- Born: Chintaman Raghunath Vyas 9 November 1924
- Origin: Osmanabad, Maharashtra, India
- Died: 10 January 2002 (aged 77) Kolkata, West Bengal, India
- Education: Bhatkhande Sanskriti Vishwavidyalaya
- Genre: Hindustani classical music
- Occupation: Singer

= C. R. Vyas =

Indian classical singer (1924–2002)

Chintaman Raghunath Vyas (9 November 1924 – 10 January 2002), popularly known as C. R. Vyas, was an Indian classical singer. He was known for singing khyal style.

==Early life==
Vyas was born in Osmanabad, Maharashtra, into a family of Sanskrit scholars and Hari kirtankars. He was influenced by the singing of his father and grandfather, episodes from Ramayan and Mahabharata.

He had his initial music training from Govindrao Bhatambrekar of the Kirana gharana for a decade. Then he learnt from Rajarambua Paradkar of Gwalior. While he was training in the Gwalior style of singing, he was impressed by Jagannathbuwa Purohit who belonged to the Agra gharana and started learning from him. He also got guidance from Yeshwantbuva Mirashi. He also benefited from association with other scholars/musicians, namely S N Ratanjankar, Chidanand Nagarkar, S.C.R. Bhat and K. G. Ginde.

==Career==
C. R. Vyas had an open-throated voice and sang a blend of all the different gharanas he was trained in, but the influence of the Gwalior gayaki is quite prominent.

He had been employed at ITC in a white collar job. Music was not a primary vocation. In his own words, "In our time we did not think of earning either fame or money through music". He was a leading artist in AIR and on TV. He has participated in major musical events in India as well as abroad.

Among his disciples are Shripad Paradkar (son of his own guru Legendary Gwalior gharana vocalist Pt Rajarambua Paradkar), Prabhakar Karekar, Sriram Parasuram, Mangala Ranade, Sanjeev Chimmalgi, Ganapati Bhat and his son Suhas Vyas. Jitendra Abhisheki was his student for almost ten years.

==Personal life==
He was married to Smt Indira Vyas. They have three sons-Suhas Vyas, a veteran classical vocalist himself, Satish Vyas, prominent Santoor Player and Shashi Vyas, a Chartered Accountant by profession and now the Managing Director of Pancham Nishad, the leading most event management/organising company of Classical Music.

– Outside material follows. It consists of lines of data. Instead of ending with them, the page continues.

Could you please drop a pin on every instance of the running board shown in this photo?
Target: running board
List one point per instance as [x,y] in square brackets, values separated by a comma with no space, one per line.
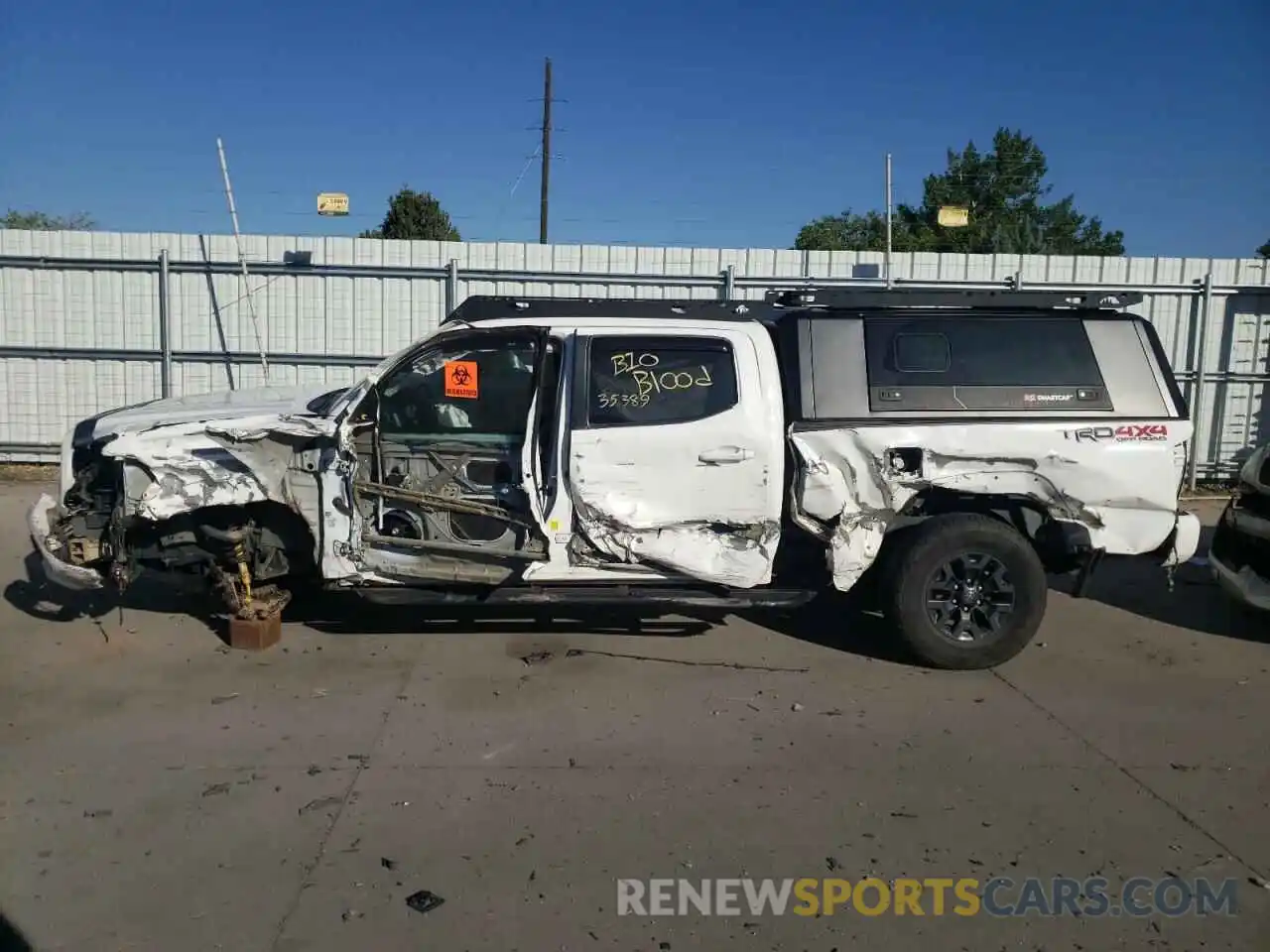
[631,595]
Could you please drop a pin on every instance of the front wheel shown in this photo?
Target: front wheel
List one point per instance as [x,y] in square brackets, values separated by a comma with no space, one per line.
[966,592]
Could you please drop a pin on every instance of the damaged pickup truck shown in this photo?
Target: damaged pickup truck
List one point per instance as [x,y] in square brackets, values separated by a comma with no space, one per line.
[945,451]
[1239,555]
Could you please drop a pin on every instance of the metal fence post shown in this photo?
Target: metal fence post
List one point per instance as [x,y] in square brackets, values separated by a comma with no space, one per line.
[451,286]
[164,327]
[1201,379]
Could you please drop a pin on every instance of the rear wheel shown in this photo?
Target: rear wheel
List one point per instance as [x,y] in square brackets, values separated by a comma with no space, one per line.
[966,592]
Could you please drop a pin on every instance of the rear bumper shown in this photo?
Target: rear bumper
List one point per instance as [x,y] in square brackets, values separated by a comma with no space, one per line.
[1239,556]
[75,578]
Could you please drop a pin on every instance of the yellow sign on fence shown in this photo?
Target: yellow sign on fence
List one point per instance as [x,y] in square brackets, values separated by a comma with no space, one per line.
[953,217]
[331,203]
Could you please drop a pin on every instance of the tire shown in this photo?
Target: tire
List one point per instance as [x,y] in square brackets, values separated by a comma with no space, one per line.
[1014,574]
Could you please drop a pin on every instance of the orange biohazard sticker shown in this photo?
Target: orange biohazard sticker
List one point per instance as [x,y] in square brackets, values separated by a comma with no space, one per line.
[462,380]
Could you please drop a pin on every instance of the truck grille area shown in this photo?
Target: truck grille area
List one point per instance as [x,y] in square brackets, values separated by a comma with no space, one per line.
[1237,549]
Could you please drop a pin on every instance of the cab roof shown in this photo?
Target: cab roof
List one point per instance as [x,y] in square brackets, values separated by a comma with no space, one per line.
[806,302]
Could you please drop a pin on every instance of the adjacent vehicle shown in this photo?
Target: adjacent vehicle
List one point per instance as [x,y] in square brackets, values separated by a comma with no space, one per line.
[948,449]
[1239,553]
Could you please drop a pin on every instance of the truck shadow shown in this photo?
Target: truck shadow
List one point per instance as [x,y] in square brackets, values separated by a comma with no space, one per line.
[835,622]
[12,938]
[347,615]
[330,613]
[36,597]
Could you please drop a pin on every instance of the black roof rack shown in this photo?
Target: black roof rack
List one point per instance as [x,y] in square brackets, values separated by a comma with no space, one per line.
[951,298]
[486,307]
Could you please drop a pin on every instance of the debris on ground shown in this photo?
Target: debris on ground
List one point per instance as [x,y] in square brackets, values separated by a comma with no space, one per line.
[734,665]
[320,803]
[423,901]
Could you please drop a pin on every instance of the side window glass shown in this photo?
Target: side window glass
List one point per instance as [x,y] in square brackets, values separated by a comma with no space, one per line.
[644,381]
[475,389]
[970,365]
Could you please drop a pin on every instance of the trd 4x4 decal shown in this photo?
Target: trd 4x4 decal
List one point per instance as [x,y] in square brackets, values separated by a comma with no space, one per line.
[1130,433]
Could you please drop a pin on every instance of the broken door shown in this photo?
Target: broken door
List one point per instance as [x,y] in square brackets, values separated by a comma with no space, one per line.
[676,454]
[444,497]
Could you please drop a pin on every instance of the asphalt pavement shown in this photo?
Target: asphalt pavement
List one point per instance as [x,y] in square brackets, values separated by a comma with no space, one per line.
[159,791]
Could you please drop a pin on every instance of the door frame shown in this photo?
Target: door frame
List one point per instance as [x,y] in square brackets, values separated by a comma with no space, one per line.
[366,538]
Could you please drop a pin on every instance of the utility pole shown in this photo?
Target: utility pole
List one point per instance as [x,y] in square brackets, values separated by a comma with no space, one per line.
[890,282]
[547,153]
[246,277]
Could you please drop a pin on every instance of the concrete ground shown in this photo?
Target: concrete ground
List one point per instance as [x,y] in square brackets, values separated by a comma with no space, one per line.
[160,792]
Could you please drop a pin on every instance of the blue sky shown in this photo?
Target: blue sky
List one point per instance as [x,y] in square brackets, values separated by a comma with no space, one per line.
[698,123]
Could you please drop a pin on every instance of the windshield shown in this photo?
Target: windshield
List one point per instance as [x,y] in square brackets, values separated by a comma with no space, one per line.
[343,399]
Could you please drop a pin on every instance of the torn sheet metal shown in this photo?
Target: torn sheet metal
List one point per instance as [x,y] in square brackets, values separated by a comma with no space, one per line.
[738,556]
[853,481]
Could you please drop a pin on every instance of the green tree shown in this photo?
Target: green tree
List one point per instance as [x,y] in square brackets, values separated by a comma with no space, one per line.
[1006,195]
[40,221]
[416,216]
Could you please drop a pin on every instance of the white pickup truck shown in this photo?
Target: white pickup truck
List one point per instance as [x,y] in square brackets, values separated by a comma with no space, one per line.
[674,456]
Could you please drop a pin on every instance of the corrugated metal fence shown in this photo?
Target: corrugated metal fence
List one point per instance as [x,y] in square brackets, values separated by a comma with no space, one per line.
[95,320]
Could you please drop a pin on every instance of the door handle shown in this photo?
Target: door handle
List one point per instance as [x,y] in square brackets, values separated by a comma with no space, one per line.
[725,454]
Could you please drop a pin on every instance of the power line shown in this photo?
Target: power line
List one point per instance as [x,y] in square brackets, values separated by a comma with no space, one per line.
[547,151]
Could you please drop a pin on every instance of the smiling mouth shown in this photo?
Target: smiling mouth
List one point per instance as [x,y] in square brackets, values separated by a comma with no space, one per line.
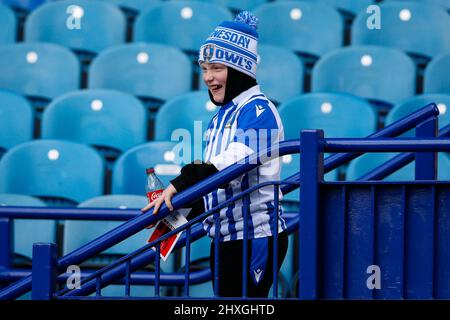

He also researched traditional ragas and bandishes and composed more than 200 bandishes in different ragas under the pen-name Gunijaan. As a tribute to his Guru Gunidas he started the Gunidas Sangeet Sammelan in 1977. He has written a book Raag Sarita which sums up his work in the field of music. The updated edition of the book was recently released in 2019 by his son Suhas Vyas.

==Awards and recognition==
- Tansen Sanman by Government of Madhya Pradesh in 1999
- Master Dinanath Mangeshkar Puraskar in 1999
- Marathwada Gaurav Puraskar in 1998
- Ustad Hafiz Ali Khan Award in 1994
- Padma Bhushan in 1992
- Maharashtra Gaurav Puraskar in 1990
- Sangeet Natak Akademi Award in 1987

==Discography==
- Etched in Time — Pandit C. R. Vyas (VCD — Released in 2007)
- Tapasya — Vol 1 & 2 (2005) This album features Live recordings of Pandit Jasraj, Bhimsen Joshi & Vyas
- Sangeet Sartaj - C R Vyas (Vocal) This double volume album will feature the great Hindustani classical vocalist Vyas. The maestro has rendered in this album ragas like Bihag, Bimpalasi and Ahiri Lalit to name a few.